A blank wall is an inspiring canvas for artistic creations.
When the TRIO Student Support Services program, based in Mitchell Hall, acquired a large multipurpose room with an inviting blank wall, students and staff saw decorating possibilities.
The result of their efforts was a mural, unveiled last month, focused on the theme of belonging. Students Sierra Osowski and Karen Rico Flores, who have since graduated, recommended a mural. Both were both participants and staff members in UWM’s TRIO Student Support Services office.
“This was important because the space is to be used for students,” said Osowski, who is now a law student in Chicago. “I know when I was in undergrad, I preferred being in a space that felt good, not a boring, bland space.”

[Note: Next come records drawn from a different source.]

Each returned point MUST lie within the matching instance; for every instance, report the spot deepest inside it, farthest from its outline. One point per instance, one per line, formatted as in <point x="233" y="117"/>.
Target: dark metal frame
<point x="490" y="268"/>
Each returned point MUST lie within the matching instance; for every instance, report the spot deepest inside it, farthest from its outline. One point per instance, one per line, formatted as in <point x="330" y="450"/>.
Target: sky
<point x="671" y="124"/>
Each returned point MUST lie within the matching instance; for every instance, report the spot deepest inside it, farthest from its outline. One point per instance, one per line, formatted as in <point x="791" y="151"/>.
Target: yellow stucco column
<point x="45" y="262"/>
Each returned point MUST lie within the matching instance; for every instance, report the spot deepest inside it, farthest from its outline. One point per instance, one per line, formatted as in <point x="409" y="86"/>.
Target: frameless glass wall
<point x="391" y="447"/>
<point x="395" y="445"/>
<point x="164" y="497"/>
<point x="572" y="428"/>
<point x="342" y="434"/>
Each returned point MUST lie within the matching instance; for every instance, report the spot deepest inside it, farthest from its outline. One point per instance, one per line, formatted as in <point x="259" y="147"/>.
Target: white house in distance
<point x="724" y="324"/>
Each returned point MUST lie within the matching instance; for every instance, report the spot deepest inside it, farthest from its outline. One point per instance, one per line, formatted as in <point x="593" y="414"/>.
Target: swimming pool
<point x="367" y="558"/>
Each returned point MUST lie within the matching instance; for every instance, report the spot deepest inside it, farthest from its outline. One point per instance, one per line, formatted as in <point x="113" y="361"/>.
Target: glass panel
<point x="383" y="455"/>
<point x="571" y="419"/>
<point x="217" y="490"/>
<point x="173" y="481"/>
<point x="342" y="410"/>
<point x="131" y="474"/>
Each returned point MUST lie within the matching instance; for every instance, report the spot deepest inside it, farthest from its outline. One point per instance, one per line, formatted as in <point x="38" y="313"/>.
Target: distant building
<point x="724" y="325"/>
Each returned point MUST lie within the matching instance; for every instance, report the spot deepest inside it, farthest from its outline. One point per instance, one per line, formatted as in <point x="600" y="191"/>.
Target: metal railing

Community mural artist Tia Richardson created the work, with input from students and staff, according to Karen Parrish Baker, project director of the Student Support Services office. UWM and the federal office that supports the university’s seven TRIO programs approved the project. Since many of the students in the program are the first in their families to attend college, the focus on belonging was a good fit with what the programs are all about, Baker said.
“Right now, in higher education, much of the literature about student success talks about how that sense of belonging is so important,” Baker said. “It makes the difference between whether the student stays or whether they go. It makes a difference in terms of their commitment to what they’re doing. If they really feel like they belong, that is a tremendous support to them being successful.”
The team chose Richardson after then staff member Sarah Peek saw a profile of her and her work on a Sunday morning show on CBS58. The Milwaukee-based artist, who was honored as artist of the year by the City of Milwaukee Arts Board in 2018, has created more than 60 murals in collaboration with nonprofits, K-12 and post-secondary schools, businesses and local government. (Her art, films and a children’s book can be viewed on her website.)
After receiving approval from the university and the federal TRIO funders, Richardson led small groups of SSS and other UWM students from diverse backgrounds in exploring and sketching out their ideas about what it meant to them to feel they belonged at UWM. The students shared the challenges they’d faced and reflected on their journeys, especially as first-generation students.
“There was a family pressure to do well, but not leave them behind… balancing what their family expects and the needs and demands of striving for higher education,” Richardson said.
Their conceptual ideas, developed in October, inspired the initial design. In November, Richardson invited TRIO students and staff to paint the base coating to help promote ownership of the artwork. The mural was done on three stacked panels, at the university’s request, rather than being painted directly on the wall.
During UWM’s winter break, Richardson completed the mural, with some touch-up help from students. It was then installed on the north wall of Mitchell Room 133, the new multipurpose room.
Rico Flores, one of the students who suggested the mural, is pleased with the way it turned out. She had worked at the SSS TRIO office from her freshman year until her December 2022 graduation and helped with the early stages of the painting.
“I think it’s important to always remember what the program provides and who makes it as well,” she said. “I, like many others, will be forever grateful for SSS. Hopefully the mural provides a sense of support and belonging for future generations of college students.”
The process of collaboration in creating the mural was important to the theme of belonging, said Richardson, the artist.
“Hearing students talk about their different backgrounds and being able to do that in a room together… To me that’s where belonging comes in. It’s affirming to be able to have one common space where people can share and acknowledge their different backgrounds and still have the same common goal.”